Most surprising mover: Intuitive Surgical. A company that beat consensus cleanly on every headline number still got crushed for 10%+ simply because it didn't raise guidance that was already strong. That's not an ISRG-specific story — it's the same pattern that hit TSMC and ASML this week, and it's the single biggest risk factor heading into Alphabet and Tesla's earnings on Wednesday: in this market, "meeting expectations" is no longer good enough to avoid a selloff.
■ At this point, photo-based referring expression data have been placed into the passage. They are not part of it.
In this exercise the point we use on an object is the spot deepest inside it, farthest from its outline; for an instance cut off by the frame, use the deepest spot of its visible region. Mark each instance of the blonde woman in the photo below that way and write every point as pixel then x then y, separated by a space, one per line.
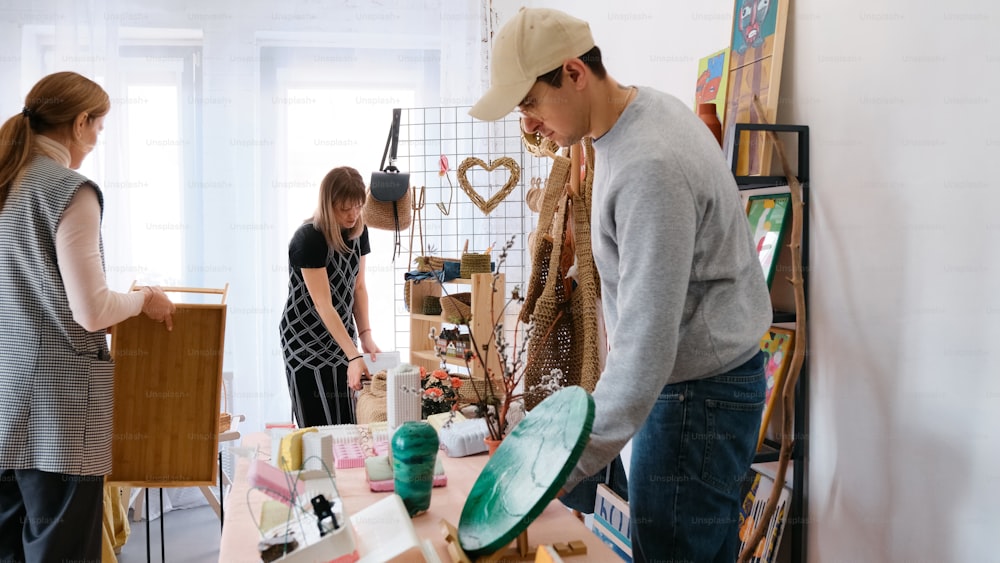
pixel 327 306
pixel 56 374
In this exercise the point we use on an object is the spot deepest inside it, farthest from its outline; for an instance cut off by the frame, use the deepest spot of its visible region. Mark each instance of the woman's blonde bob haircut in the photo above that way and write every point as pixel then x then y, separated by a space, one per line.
pixel 341 187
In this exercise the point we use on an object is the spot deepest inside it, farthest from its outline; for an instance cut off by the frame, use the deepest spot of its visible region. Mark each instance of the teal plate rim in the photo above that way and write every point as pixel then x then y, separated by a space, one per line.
pixel 568 394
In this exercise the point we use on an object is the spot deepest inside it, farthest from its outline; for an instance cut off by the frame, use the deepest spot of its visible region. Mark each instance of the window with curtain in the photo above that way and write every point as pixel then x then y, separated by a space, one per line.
pixel 224 120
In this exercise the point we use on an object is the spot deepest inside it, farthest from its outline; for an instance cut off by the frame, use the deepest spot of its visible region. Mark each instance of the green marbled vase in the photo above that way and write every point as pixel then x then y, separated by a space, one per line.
pixel 414 451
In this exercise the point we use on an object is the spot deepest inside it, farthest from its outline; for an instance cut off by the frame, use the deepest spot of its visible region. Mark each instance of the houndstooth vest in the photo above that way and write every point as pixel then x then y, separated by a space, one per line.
pixel 56 379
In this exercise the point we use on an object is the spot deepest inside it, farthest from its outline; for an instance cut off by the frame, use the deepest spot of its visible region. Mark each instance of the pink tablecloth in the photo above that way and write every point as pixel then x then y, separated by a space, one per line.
pixel 240 535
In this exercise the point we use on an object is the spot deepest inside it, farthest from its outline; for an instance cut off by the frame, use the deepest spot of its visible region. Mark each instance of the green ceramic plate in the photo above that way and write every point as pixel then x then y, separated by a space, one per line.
pixel 526 472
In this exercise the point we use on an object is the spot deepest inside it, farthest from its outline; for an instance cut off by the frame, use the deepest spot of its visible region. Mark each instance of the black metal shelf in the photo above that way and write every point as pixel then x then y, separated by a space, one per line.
pixel 797 518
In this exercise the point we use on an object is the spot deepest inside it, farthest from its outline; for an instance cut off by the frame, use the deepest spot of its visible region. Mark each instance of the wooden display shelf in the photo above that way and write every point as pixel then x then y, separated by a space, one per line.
pixel 485 303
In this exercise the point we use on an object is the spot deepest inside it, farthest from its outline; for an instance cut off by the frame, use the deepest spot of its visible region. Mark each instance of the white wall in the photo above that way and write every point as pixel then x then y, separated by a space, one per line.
pixel 903 104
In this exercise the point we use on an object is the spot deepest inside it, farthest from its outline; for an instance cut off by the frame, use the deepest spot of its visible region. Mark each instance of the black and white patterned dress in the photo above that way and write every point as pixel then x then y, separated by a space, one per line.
pixel 315 366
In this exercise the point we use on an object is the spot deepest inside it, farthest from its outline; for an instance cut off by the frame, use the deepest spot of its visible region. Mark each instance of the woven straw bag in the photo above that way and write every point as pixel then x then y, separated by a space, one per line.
pixel 371 405
pixel 566 331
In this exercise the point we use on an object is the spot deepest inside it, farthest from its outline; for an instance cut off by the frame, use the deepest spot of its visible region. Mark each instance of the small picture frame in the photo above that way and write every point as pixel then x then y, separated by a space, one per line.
pixel 767 215
pixel 777 343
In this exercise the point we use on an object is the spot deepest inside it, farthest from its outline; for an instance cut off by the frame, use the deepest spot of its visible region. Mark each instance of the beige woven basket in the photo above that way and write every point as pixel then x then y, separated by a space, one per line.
pixel 371 406
pixel 431 305
pixel 457 307
pixel 474 264
pixel 431 263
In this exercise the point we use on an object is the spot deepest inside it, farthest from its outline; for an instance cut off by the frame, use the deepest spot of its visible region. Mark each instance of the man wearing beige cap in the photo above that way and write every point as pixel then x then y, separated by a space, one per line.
pixel 684 297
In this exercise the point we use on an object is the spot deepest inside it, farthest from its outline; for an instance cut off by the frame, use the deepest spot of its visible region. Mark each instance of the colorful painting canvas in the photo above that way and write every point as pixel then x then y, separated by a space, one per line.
pixel 756 53
pixel 767 215
pixel 777 344
pixel 750 512
pixel 713 79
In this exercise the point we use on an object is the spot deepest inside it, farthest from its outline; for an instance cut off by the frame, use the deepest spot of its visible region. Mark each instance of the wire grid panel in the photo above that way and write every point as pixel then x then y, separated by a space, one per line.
pixel 449 219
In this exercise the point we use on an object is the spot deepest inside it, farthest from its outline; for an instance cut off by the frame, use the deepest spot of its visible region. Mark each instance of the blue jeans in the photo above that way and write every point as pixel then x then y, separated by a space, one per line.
pixel 688 461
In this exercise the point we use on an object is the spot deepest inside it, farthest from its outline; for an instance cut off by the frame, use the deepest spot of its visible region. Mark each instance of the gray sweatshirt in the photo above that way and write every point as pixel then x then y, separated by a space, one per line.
pixel 683 293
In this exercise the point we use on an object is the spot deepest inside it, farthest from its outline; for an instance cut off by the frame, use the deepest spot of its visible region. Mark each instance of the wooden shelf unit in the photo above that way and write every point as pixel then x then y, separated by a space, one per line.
pixel 485 304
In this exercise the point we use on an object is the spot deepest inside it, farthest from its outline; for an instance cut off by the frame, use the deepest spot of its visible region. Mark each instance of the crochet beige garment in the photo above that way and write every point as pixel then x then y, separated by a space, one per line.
pixel 565 334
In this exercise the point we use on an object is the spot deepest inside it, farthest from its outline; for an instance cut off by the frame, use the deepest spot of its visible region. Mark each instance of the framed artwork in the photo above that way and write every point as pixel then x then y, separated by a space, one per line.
pixel 751 511
pixel 713 79
pixel 757 49
pixel 767 215
pixel 777 344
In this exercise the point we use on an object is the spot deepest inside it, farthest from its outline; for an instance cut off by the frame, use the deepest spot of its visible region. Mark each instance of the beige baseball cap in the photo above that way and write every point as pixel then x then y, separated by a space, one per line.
pixel 533 42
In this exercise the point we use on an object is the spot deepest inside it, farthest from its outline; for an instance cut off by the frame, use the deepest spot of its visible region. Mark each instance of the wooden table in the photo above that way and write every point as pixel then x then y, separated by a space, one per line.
pixel 240 534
Most important event: Alphabet and Tesla earnings, Wednesday, July 22 after the close (also IBM, Texas Instruments, ServiceNow, AT&T, GE Vernova and CME the same day). Options markets are pricing roughly a 5-6% move for Alphabet and about 7% for Tesla. This is the first real test of whether the "beat but no raise = sell" pattern that hit TSMC, ASML and Intuitive Surgical this week also hits mega-cap AI stocks — or whether strong cloud/capex guidance can revalidate the AI trade. The FOMC meeting on July 28-29 is the second major catalyst, with rate-hike odds having more than doubled in a day.
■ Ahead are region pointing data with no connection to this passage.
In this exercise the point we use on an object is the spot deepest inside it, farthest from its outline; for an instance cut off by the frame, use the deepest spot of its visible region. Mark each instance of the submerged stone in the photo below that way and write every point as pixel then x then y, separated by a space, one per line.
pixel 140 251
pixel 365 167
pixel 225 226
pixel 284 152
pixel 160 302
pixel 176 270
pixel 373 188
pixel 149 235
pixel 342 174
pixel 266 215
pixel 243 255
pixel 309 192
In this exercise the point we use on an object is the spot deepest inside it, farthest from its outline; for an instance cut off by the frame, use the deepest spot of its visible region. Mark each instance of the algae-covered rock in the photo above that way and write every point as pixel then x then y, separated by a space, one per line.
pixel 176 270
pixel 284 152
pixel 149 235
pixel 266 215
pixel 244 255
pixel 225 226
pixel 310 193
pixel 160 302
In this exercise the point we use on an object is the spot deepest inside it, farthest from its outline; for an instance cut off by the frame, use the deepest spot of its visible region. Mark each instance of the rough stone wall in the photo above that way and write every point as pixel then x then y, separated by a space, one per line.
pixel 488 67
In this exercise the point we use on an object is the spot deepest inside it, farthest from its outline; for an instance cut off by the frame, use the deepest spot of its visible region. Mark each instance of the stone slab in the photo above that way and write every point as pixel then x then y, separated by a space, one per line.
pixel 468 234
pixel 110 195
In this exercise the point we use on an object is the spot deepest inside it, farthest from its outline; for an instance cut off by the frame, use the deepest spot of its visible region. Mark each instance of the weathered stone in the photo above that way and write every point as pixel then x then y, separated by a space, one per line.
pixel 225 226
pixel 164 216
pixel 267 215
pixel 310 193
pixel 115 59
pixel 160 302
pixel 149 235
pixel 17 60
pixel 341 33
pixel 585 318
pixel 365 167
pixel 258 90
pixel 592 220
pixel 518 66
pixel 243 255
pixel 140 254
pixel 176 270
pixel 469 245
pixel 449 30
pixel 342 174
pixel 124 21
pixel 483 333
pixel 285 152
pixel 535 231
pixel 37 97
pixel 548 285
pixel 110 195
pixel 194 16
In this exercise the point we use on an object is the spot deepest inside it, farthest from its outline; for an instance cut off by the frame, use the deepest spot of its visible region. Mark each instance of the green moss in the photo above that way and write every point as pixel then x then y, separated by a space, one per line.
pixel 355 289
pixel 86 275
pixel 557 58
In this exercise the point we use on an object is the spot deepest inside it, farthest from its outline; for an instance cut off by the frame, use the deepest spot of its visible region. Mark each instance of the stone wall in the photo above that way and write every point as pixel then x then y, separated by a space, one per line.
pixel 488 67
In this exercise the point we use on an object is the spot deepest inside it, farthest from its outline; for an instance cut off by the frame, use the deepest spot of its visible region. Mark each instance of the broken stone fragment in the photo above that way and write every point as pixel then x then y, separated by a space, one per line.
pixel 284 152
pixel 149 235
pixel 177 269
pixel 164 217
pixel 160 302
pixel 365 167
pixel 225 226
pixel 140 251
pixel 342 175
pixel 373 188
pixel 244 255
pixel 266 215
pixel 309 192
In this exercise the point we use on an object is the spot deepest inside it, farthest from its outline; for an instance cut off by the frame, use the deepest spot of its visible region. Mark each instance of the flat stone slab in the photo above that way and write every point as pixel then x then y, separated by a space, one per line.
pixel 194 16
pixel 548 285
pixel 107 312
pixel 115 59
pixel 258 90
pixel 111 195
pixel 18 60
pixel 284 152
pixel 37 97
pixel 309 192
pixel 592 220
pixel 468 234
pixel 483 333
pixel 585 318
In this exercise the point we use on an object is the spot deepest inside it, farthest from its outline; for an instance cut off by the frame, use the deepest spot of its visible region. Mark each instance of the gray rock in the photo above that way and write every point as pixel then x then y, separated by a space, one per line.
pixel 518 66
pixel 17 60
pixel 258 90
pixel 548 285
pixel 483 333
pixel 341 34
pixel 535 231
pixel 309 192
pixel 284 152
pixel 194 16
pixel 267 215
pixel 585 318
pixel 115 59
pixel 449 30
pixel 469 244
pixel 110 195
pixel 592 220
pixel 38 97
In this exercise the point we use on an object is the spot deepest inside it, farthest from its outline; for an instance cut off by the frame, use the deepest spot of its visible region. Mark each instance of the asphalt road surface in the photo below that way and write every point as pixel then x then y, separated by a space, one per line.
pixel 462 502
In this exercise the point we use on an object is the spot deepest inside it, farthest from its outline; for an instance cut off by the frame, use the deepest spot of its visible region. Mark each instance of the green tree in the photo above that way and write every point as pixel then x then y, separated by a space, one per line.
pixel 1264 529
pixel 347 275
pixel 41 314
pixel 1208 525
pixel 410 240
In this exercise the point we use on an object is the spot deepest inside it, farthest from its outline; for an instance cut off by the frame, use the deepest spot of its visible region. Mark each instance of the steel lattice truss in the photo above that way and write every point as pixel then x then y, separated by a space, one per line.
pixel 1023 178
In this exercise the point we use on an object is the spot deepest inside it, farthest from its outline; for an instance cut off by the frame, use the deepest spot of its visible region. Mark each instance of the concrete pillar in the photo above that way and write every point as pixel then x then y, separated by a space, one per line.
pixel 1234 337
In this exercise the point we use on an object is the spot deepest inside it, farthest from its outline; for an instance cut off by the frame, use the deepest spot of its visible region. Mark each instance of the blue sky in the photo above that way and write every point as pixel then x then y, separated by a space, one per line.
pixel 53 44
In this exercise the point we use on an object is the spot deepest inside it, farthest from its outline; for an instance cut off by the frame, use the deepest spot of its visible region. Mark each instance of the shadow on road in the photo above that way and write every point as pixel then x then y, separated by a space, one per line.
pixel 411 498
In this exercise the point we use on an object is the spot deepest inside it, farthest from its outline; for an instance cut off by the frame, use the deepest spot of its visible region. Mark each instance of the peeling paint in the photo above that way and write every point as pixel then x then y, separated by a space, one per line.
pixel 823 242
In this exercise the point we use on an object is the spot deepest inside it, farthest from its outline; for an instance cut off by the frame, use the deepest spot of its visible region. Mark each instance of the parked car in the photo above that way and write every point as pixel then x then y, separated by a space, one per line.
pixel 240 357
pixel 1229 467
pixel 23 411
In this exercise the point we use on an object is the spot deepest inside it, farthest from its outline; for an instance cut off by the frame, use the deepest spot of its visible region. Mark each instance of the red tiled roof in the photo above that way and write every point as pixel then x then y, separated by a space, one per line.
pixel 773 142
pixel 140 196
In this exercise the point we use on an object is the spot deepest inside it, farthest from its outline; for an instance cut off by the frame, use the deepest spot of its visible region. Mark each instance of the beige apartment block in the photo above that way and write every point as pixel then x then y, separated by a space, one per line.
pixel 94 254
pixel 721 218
Key price level to monitor: the SOX (Philadelphia Semiconductor Index) bear-market line, roughly 19-20% off its recent peak. Chips flirted with a technical bear market today before rebounding to near-flat. A decisive breach next week would confirm the bear market and likely drag Nasdaq/QQQ-heavy retirement portfolios lower with it; reclaiming the 50-day moving average would be the clearest bull signal available.
Three things to watch:
The story nobody quite connected today: Nvidia only barely defended its "world's most valuable company" crown, the SOX round-tripped from -5.7% to flat on a "DeepSeek 2.0" scare, and Fed rate-hike odds for July 28-29 more than doubled — almost simultaneously, with the 10-year yield barely blinking. That divergence matters more than any single headline. It tells me this isn't a risk-off event; it's a valuation argument happening entirely within the AI trade, name by name, and the bond market isn't buying the panic narrative that equity headlines are selling. The real test isn't the Fed — it's whether Alphabet and Tesla can prove their capex and guidance credibility on Wednesday. If they can't, the "healthy rotation" story currently being told by equal-weight breadth and small-cap strength gets overrun by a genuine capex-duration derating, and Nvidia's now razor-thin lead over Apple flips for good. Watch Wednesday, not the headlines between now and then.